What saith the scripture?
The Bible is replete with passages which have as their underlying basis the assumption that we can uniformly understand our divine responsibility as made known in the sacred writings. Consider the following:
- Christ declared that man shall not live by bread alone, but “by every word that proceedeth out of the mouth of God” (Matthew 4:4). If spiritual life is only to be found in the words from God, does it not stand to reason that humanity is capable of understanding that message.
- When Jesus rebuked the Sadducees for their error concerning the resurrection of the human body, He charged that a part of their problem was that they were ignorant of the Scriptures (Matthew 22:29). Does this not presuppose that had they been good students of the Old Testament they could have uniformly known that there was to be a resurrection of the body?
- Though none of us was alive to witness the first-century miracles performed by the Lord Jesus, the history of those events was written down in order that we might believe those signs which documented the Master’s claim of deity (see John 20:30-31). Can we believe the biblical narratives regarding Christ’s deeds, and confidently have a united understanding that He is the Son of God? If not, of what value is the New Testament?

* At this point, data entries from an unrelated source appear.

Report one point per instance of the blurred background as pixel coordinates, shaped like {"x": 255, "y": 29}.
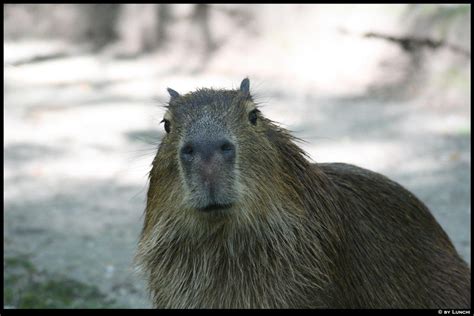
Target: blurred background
{"x": 385, "y": 87}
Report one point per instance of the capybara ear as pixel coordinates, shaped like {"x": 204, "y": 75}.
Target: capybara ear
{"x": 245, "y": 86}
{"x": 173, "y": 93}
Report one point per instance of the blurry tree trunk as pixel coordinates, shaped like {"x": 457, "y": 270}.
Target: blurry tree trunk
{"x": 101, "y": 19}
{"x": 201, "y": 17}
{"x": 163, "y": 15}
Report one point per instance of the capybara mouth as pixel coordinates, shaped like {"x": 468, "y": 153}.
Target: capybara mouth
{"x": 215, "y": 207}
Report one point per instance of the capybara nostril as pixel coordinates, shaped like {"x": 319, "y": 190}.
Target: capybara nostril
{"x": 228, "y": 149}
{"x": 187, "y": 152}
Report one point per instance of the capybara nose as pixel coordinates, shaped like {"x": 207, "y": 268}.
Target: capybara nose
{"x": 222, "y": 150}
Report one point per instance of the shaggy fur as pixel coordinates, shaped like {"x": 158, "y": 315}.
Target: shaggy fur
{"x": 300, "y": 235}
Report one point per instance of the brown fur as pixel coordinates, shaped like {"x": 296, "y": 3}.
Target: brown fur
{"x": 301, "y": 235}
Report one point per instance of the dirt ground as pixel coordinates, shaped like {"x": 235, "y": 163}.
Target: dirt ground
{"x": 81, "y": 132}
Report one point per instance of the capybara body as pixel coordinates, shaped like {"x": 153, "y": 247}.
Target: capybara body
{"x": 237, "y": 217}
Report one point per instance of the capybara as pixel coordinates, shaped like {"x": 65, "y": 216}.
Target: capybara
{"x": 237, "y": 217}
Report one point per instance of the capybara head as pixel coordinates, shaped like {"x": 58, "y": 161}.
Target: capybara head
{"x": 218, "y": 157}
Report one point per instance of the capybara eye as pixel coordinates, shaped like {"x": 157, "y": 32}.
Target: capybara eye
{"x": 167, "y": 125}
{"x": 253, "y": 117}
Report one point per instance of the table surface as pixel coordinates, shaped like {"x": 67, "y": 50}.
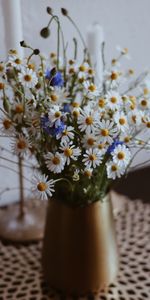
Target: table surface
{"x": 20, "y": 266}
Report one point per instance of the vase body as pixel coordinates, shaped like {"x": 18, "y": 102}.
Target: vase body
{"x": 79, "y": 251}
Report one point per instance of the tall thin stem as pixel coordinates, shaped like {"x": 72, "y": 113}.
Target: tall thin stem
{"x": 21, "y": 200}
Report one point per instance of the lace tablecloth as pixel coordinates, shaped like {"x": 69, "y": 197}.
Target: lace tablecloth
{"x": 20, "y": 268}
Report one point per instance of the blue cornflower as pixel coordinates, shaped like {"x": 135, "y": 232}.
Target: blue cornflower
{"x": 112, "y": 147}
{"x": 56, "y": 80}
{"x": 66, "y": 108}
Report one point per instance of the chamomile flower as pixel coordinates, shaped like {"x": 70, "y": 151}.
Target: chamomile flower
{"x": 55, "y": 113}
{"x": 114, "y": 100}
{"x": 42, "y": 186}
{"x": 106, "y": 131}
{"x": 121, "y": 121}
{"x": 67, "y": 134}
{"x": 27, "y": 77}
{"x": 89, "y": 141}
{"x": 121, "y": 155}
{"x": 114, "y": 170}
{"x": 87, "y": 120}
{"x": 88, "y": 172}
{"x": 69, "y": 152}
{"x": 91, "y": 89}
{"x": 20, "y": 145}
{"x": 55, "y": 162}
{"x": 92, "y": 158}
{"x": 15, "y": 62}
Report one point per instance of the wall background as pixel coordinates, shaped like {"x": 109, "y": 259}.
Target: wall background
{"x": 126, "y": 23}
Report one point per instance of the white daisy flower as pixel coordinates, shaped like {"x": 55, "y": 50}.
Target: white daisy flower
{"x": 87, "y": 120}
{"x": 114, "y": 100}
{"x": 67, "y": 134}
{"x": 106, "y": 131}
{"x": 121, "y": 155}
{"x": 69, "y": 151}
{"x": 28, "y": 78}
{"x": 121, "y": 121}
{"x": 91, "y": 89}
{"x": 55, "y": 113}
{"x": 20, "y": 145}
{"x": 114, "y": 170}
{"x": 144, "y": 104}
{"x": 89, "y": 141}
{"x": 135, "y": 117}
{"x": 88, "y": 172}
{"x": 54, "y": 162}
{"x": 92, "y": 158}
{"x": 15, "y": 62}
{"x": 42, "y": 186}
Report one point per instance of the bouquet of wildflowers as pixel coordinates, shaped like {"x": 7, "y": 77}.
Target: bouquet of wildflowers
{"x": 81, "y": 135}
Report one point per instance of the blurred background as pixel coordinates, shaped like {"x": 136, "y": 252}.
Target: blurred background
{"x": 125, "y": 23}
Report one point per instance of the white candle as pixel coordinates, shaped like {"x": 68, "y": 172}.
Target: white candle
{"x": 95, "y": 38}
{"x": 13, "y": 25}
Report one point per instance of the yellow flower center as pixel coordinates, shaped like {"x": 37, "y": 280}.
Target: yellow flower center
{"x": 2, "y": 85}
{"x": 56, "y": 160}
{"x": 92, "y": 88}
{"x": 101, "y": 103}
{"x": 18, "y": 61}
{"x": 82, "y": 68}
{"x": 122, "y": 121}
{"x": 114, "y": 76}
{"x": 90, "y": 141}
{"x": 31, "y": 66}
{"x": 21, "y": 145}
{"x": 19, "y": 108}
{"x": 104, "y": 132}
{"x": 144, "y": 102}
{"x": 89, "y": 120}
{"x": 42, "y": 186}
{"x": 114, "y": 168}
{"x": 92, "y": 157}
{"x": 54, "y": 97}
{"x": 75, "y": 104}
{"x": 27, "y": 77}
{"x": 57, "y": 114}
{"x": 121, "y": 155}
{"x": 68, "y": 152}
{"x": 113, "y": 99}
{"x": 7, "y": 123}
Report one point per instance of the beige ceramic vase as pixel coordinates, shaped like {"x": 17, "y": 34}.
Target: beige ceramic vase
{"x": 80, "y": 251}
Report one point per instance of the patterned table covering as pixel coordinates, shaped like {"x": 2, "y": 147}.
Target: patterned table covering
{"x": 20, "y": 268}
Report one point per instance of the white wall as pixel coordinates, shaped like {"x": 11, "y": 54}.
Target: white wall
{"x": 126, "y": 23}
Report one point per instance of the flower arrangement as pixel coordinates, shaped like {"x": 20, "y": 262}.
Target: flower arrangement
{"x": 81, "y": 134}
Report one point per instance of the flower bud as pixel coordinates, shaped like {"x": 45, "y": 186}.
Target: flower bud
{"x": 49, "y": 10}
{"x": 36, "y": 51}
{"x": 45, "y": 32}
{"x": 64, "y": 12}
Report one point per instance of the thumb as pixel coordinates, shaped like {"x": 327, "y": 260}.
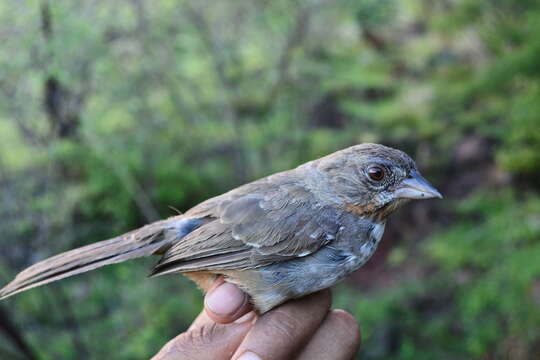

- Of the early church it is said: “And the multitude of them that believed were of one heart and soul” (Acts 4:32). How could such a statement possibly be made unless those early saints were capable of agreeing upon the apostolic instruction?
- The citizens of the city of Berea were considered to be nobler than those of Thessalonica, because they received the word of God with all readiness of mind, examining the scriptures daily to determine the accuracy of what they were being taught (see Acts 17:11). Does this affirmation not imply that these inquirers were able to draw harmonious conclusions about the word of God?
- The Christians in Rome were commanded to be on the look-out for those who caused divisions and occasions of stumbling “contrary to the doctrine which ye learned” (Romans 16:17). If we cannot understand the Bible alike, how could anyone ever be disciplined for walking contrary to sound doctrine? That would make no sense whatever.
- In the New Testament epistles, the churches are constantly admonished to “speak the same thing,” to be free from divisions, and to “be perfected together in the same mind and in the same judgment” (1 Corinthians 1:10; cf. Philippians 2:2). How can we possibly take this instruction seriously if we are incapable of understanding the Bible alike?
- The apostle Paul plainly declared that by reading the message which he wrote, we would be able to perceive his understanding of the gospel of Christ (see Ephesians 3:1-7). He thus subsequently charges: “Wherefore be ye not foolish but understand what the will of the Lord is” (Ephesians 5:17).
- The inspired scriptures are said to be profitable “for teaching, for reproof, for correction, for instruction which is in righteousness: that the man of God may be complete, furnished completely unto every good work” (2 Timothy 3:16-17). If we do not have the ability to understand the scriptures, how can the holy writings profit us in the aforementioned categories?
Can we understand the Bible? Of course we can. Can we understand it alike? Why not? If we can understand 2+2=4, if we can understand that 55 miles per hour means just that, then we can understand, “He that believeth and is baptized shall be saved” (Mark 16:16); we can understand that there is “one body” (Ephesians 4:4), and that the body is the church (Colossians 1:18). We can further know that salvation is in that body (Ephesians 5:23), and outside of that body no redemption is to be found (2 Timothy 2:10).
The problem with those who contend that men cannot agree upon the scripture’s teaching is simply this: they are seeking a way to justify error!